According to allegations raised by Ambler, she claims that Benicar side effects caused her to be hospitalized for extended periods of time after she began using the medication, suffering from sprue-like enteropathy, lymphocytic colitis, microscopic colitis, chronic diarrhea, weight loss, nausea, vomiting, malnutrition and dehydration.
As a result of a failure to warn, Ambler indicates that neither she nor her doctors were aware that that there may be a link between Benicar and diarrhea problems, which recent studies have suggested may begin months or even years after first use of the medication.
Benicar HCT Diarrhea Problems
Benicar HCT (olmesartan medoxomil – hydrochlorothiazide) is a blood pressure medication manufactured by Daiichi Sankyo that is part of the Benicar-family medications, which also includes Azor and Tribenzor.

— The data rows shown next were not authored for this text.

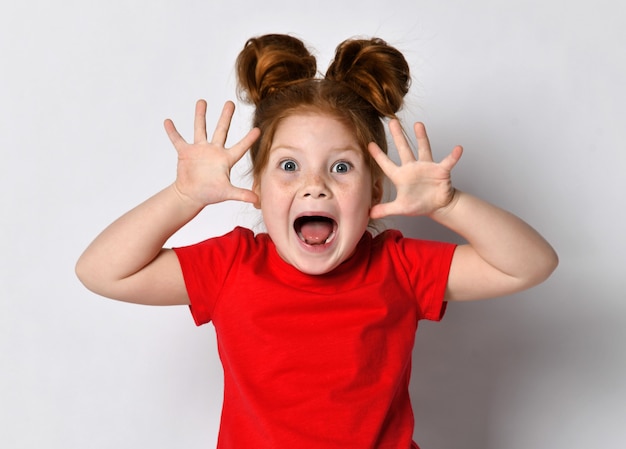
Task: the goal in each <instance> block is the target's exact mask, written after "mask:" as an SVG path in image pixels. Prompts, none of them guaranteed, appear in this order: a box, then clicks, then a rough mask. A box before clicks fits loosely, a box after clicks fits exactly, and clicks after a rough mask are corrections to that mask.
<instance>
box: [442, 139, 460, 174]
mask: <svg viewBox="0 0 626 449" xmlns="http://www.w3.org/2000/svg"><path fill="white" fill-rule="evenodd" d="M462 155H463V147H462V146H460V145H457V146H456V147H454V148H453V149H452V151H451V152H450V154H448V155H447V156H446V157H445V158H444V159H443V160H442V161H441V162H440V163H439V165H441V166H442V167H444V168H445V169H446V170H448V171H452V169H453V168H454V166H455V165H456V164H457V162H459V159H461V156H462Z"/></svg>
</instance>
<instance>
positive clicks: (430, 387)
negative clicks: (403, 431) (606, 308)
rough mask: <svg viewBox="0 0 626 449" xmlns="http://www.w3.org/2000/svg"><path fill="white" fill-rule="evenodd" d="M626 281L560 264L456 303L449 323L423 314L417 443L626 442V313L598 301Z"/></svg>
mask: <svg viewBox="0 0 626 449" xmlns="http://www.w3.org/2000/svg"><path fill="white" fill-rule="evenodd" d="M445 232H447V231H445V230H443V231H435V233H439V235H435V236H434V237H432V235H433V234H432V233H428V236H429V237H432V238H437V239H439V238H443V239H445V238H446V236H445V235H444V234H445ZM562 265H563V264H562ZM568 271H569V272H568ZM594 279H595V280H594ZM620 282H621V281H619V280H614V281H613V285H606V283H605V287H604V289H603V288H602V287H597V284H602V282H601V281H600V280H599V279H597V278H594V276H593V275H592V276H581V275H576V273H572V272H571V270H568V267H567V266H562V267H560V268H559V269H558V270H557V272H555V274H554V275H553V276H552V278H551V279H549V280H548V281H547V282H546V283H544V284H542V285H540V286H538V287H535V288H534V289H531V290H529V291H526V292H523V293H520V294H517V295H514V296H511V297H508V298H501V299H496V300H487V301H478V302H469V303H453V304H449V306H448V310H447V313H446V317H445V318H444V320H443V321H442V322H441V323H430V322H422V323H420V328H419V330H418V333H417V337H416V345H415V349H414V352H413V377H412V380H411V385H410V388H411V397H412V401H413V406H414V410H415V421H416V430H415V440H416V441H417V443H418V444H420V445H421V447H423V448H428V449H449V448H463V449H502V448H507V449H516V448H525V447H545V448H548V447H590V446H591V447H621V446H615V443H616V441H619V438H620V437H619V435H620V434H622V433H623V423H622V422H621V420H623V416H621V417H619V416H614V415H616V414H615V412H614V411H615V410H616V409H618V410H619V409H623V403H624V401H625V400H626V386H625V385H624V379H626V351H625V350H624V349H623V345H622V344H617V342H619V341H620V339H621V341H624V335H623V331H622V328H621V327H623V318H621V315H620V314H619V313H609V311H607V310H599V308H598V307H597V304H605V305H606V304H607V303H610V298H608V299H607V298H606V297H607V296H608V295H615V293H616V292H619V289H618V287H617V284H619V283H620ZM603 292H604V293H603ZM618 294H619V293H618ZM603 295H604V296H605V298H602V296H603ZM621 295H623V291H622V293H621ZM594 307H595V309H594ZM620 321H621V322H622V324H621V325H620V323H619V322H620ZM620 404H621V405H620ZM622 443H623V442H622Z"/></svg>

Although the medication has been on the market for more than 10 years, information about the enteropathy risks associated with Benicar were not discovered by most patients and doctors until recently, following FDA warnings issued last year.
In June 2013, the FDA issued a drug safety communication, providing information to the medical community for the first time about the risk that Benicar side effects may cause sprue-like enteropathy, indicating that the agency found clear evidence of a cause and effect relationship between use of the drug and the gastrointestinal problems, which typically stop when the medication is no longer used.

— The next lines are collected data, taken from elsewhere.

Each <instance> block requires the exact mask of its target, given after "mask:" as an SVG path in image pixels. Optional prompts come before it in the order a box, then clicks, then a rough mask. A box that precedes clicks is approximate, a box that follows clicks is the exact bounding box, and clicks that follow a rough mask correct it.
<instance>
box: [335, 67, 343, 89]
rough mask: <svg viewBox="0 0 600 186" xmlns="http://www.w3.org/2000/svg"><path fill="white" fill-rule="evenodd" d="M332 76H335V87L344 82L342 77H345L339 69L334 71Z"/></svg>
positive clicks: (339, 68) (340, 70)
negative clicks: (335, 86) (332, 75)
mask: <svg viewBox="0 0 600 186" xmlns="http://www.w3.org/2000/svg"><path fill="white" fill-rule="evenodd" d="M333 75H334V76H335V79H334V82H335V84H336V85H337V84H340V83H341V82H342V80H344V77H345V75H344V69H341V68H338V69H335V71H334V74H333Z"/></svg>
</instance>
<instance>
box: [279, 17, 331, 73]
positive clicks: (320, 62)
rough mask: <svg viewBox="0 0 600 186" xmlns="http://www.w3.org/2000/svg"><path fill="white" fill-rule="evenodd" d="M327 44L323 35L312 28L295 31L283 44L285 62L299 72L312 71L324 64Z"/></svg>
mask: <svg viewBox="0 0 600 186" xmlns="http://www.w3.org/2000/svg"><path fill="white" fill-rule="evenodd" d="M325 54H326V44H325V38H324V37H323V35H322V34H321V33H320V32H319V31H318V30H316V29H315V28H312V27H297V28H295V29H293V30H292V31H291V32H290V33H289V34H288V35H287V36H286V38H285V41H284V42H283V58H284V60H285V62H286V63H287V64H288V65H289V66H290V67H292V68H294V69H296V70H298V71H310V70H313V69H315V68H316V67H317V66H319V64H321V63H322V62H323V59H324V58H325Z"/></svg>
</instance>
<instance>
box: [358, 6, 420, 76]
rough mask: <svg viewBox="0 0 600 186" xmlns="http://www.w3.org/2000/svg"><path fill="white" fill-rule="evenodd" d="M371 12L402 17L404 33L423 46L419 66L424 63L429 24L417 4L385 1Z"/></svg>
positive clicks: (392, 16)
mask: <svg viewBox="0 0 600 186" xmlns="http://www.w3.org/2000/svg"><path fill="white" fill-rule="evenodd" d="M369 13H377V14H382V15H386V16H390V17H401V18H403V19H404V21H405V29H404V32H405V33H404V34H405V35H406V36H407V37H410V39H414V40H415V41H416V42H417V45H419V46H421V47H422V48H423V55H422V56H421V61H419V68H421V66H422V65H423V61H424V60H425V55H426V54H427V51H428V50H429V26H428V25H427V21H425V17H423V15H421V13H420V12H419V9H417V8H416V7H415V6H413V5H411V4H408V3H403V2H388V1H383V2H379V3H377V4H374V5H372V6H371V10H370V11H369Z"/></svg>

Prior to the warnings, many Benicar users had been suffering from these complications for years without realizing that the problems may be caused by the medication, as symptoms may begin months or even years after the drug is first used.
In many cases, the Benicar problems have been misdiagnosed as Celiac disease or unclassified sprue, resulting in continued use of the medication, which could leave users with long-term intestinal damage.
Although the diarrhea symptoms from Benicar typically resolve when the medication is no longer used, the problems can cause permanent damage to the intestines.
Known as villous atrophy from Benicar, this involves the deterioration or decay of the villa in the intestinal tract, which may prevent the absorption of nutrients and reduce digestive capabilities. Left untreated, villous atrophy may result in dehydration, malnutrition, a weakened ability to fight off other illness and electrolyte problems.
As Benicar injury lawyers continue to review potential claims for individuals who have experienced chronic diarrhea or other complications associated with use of the medication, it is ultimately expected that Daiichi Sankyo may face hundreds of lawsuits nationwide.